Maybe just consider this a first draft of the many things I was thinking about on the drive home.
My last day at the prison was on Friday. I left early. Almost no one showed up for my last two classes. I considered it another marker on the “people don’t care about you as much as what you can do for them” score card. I don’t say that to suggest I wanted or needed people to show up or lavish praise and attention. I say it to speak to the incongruent nature of what people profess and how they behave. Most, if not all, of the counselors have cancelled classes for good and bad reasons, often without notice or at the last minute. This led to the quick, “They don’t care about us” sentiment you hear often. Me? Never missed a class, never cancelled a class.
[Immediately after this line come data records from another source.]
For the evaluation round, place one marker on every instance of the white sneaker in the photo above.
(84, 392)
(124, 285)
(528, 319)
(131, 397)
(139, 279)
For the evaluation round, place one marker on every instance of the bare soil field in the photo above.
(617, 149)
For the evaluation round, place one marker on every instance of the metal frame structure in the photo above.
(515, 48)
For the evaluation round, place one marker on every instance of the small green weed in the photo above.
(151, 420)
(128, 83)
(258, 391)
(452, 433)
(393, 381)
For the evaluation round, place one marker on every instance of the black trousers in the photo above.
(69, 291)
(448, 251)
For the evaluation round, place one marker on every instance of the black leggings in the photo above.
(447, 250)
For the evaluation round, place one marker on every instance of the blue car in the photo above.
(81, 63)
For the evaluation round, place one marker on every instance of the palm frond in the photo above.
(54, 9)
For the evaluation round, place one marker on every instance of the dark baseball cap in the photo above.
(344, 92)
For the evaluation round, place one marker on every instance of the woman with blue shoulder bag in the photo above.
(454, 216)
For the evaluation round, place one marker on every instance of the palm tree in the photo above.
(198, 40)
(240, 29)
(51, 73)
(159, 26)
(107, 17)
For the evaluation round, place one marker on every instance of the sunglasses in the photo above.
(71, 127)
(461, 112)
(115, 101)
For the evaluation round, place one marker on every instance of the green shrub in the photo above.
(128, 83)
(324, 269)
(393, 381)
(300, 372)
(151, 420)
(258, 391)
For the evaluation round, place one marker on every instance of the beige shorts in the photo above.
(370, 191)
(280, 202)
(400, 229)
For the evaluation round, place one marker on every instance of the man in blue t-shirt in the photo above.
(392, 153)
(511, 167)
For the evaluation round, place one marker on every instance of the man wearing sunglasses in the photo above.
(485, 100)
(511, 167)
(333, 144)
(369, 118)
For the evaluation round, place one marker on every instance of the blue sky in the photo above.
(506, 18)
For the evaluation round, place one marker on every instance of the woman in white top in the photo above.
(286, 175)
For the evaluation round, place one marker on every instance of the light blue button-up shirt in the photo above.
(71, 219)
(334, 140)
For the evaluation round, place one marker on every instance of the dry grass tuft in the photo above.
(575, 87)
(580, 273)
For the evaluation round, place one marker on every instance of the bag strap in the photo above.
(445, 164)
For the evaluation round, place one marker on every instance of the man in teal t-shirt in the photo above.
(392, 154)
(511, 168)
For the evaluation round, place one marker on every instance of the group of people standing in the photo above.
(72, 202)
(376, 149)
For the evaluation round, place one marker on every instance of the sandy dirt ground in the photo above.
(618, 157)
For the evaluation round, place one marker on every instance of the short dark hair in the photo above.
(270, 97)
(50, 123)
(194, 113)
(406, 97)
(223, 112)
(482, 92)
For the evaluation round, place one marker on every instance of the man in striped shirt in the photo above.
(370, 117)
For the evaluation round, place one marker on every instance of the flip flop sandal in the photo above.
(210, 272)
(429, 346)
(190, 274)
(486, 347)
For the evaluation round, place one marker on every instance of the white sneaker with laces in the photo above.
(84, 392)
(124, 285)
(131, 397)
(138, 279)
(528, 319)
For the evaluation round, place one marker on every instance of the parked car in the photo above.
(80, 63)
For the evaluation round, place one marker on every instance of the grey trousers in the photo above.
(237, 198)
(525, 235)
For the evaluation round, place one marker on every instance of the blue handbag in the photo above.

Did you show up? No. Especially not when it might’ve mattered in a different way. Shout out to Boaty.
I left the job because I got another lined up. Unbeknownst to me, I can’t start for a month given their training and HR schedules. What did I do next? Volunteer myself for shifts at the place my buddy is working. I still need money, right? I’m still in debt. So, do whatever is available to get it. This is my automatic response. I don’t think, “I have a month off, I can get caught up on so many TV shows.” I didn’t think about things I could do around the house to organize or pretty up the space. I didn’t think about playing my guitar in a more dedicated way. I said, “Get back to work.”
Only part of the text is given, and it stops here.